About 100 mourners gathered at Smith and Thomas Funeral Home on the West Side on Friday for the funeral service for Nequiel, whom family members repeatedly described as a “little woman” in the days following her death.
Nequiel, known as “Nee-Nee,” was killed in a gang-related shooting as she guided 5-year- old Valerie around their South Chicago neighborhood. Four men from the neighborhood with alleged gang ties were charged in the shooting Thursday. When their mug shots were published Friday, Nequiel’s 8-year- old brother, Xavier, recognized them as “mean men” from the neighborhood, Linda Williams said.
The capture of the alleged shooters brought little comfort to mourners as they filed past the young girl’s casket. Some yelled out of sheer grief, others because they barely recognized Nee-Nee as she lay in a white, princesslike dress and earrings, with white beads and barrettes her mother had put in for her back-to-school hairdo.

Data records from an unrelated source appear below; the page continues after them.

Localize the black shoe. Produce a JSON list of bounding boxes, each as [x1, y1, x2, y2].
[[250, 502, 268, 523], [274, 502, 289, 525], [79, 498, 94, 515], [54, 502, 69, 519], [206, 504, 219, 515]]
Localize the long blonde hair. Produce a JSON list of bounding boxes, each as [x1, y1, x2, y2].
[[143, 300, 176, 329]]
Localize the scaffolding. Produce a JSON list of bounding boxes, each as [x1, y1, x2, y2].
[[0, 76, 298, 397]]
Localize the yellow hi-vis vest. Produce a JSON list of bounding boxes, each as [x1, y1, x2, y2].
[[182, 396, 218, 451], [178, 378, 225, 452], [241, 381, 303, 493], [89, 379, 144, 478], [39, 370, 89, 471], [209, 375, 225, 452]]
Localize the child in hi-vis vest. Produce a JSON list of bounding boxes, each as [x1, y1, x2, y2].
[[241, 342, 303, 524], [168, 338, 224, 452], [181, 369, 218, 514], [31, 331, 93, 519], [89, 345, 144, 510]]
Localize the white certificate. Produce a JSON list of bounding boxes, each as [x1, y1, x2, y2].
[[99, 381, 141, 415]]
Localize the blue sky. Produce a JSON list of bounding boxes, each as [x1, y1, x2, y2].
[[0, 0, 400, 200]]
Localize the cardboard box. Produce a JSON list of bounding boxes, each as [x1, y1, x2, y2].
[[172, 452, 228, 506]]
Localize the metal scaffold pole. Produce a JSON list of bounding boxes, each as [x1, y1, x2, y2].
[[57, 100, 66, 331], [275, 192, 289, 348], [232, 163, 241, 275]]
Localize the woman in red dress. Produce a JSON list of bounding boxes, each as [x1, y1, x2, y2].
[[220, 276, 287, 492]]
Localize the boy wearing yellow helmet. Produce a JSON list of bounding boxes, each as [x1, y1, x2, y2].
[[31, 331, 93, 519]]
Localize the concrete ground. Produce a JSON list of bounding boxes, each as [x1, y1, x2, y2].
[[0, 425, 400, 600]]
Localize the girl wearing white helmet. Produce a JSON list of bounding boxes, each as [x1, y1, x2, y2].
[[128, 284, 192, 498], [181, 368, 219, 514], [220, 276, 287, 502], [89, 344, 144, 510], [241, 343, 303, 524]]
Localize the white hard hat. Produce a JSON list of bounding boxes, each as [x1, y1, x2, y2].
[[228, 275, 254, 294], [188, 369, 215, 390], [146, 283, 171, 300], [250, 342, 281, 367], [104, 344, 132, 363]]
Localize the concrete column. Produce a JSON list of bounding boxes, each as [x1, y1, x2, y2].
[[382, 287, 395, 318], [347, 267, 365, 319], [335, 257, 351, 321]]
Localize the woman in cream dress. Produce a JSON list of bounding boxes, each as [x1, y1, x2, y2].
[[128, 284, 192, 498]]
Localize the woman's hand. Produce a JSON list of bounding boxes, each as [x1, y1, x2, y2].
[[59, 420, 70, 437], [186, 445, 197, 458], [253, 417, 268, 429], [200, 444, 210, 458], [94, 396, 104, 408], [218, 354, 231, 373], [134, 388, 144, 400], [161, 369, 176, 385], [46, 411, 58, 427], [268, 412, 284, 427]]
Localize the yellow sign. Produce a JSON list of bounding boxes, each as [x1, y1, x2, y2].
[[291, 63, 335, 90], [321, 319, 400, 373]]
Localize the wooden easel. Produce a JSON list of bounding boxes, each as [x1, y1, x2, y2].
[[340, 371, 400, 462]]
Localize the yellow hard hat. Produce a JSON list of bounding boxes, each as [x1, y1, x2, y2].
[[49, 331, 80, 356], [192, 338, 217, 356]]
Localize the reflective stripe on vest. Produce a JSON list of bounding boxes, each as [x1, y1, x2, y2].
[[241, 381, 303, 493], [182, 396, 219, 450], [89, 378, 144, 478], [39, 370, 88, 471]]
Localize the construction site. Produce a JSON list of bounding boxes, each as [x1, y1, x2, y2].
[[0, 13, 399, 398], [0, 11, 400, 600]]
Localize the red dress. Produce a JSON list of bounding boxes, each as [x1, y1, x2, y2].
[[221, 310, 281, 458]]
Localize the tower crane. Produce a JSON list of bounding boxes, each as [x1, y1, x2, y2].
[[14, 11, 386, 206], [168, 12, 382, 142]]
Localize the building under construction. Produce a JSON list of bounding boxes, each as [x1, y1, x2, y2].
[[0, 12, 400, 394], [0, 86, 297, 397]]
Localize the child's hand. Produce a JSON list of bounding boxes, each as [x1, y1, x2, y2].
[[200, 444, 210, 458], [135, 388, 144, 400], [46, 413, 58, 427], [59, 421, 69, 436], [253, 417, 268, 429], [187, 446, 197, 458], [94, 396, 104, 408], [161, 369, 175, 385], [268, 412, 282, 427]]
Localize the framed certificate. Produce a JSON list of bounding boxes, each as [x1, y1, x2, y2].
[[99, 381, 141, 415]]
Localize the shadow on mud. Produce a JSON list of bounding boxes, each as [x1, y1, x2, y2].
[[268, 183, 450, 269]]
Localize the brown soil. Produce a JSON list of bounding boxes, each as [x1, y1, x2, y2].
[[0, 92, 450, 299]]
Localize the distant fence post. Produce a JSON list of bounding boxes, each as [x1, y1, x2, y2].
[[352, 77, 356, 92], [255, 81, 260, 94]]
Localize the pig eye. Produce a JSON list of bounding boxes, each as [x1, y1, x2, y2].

Nee-Nee was known for saying to visiting friends and family: “Let me get a dollar.” So, as they passed her body Friday, some mourners put dollars into her hands.
And as her blind sister ran her hands along her coffin, then to the surrounding flower arrangements and finally up to Nee-Nee’s body, family members cried out.
“I’m still trying to grasp it in my mind, and it didn’t feel real until I saw her laying there,” said her cousin Nastassia Haley. “She don’t even look like herself, though — which makes it even harder to believe. But I’m glad they caught them.”
When a relative thanked the police, mourners applauded. Law enforcement officials attended the funeral, as did the principal of Arnold Mireles Academy, where Nequiel would have started fourth grade this week.
“This is the first child I have ever lost,” said Principal Rosalydia Diaz. “We opened our building to 1,200 students on Tuesday, but we opened that building — missing.”
A family member read a handwritten letter from Nequiel’s father, who is incarcerated, to honor those missing from her funeral.
“ I used to say, ‘ Nee- Nee, how much do you love me?’ ” the letter read. “She spread her little arms apart so far. Her arms will still be around her daddy.”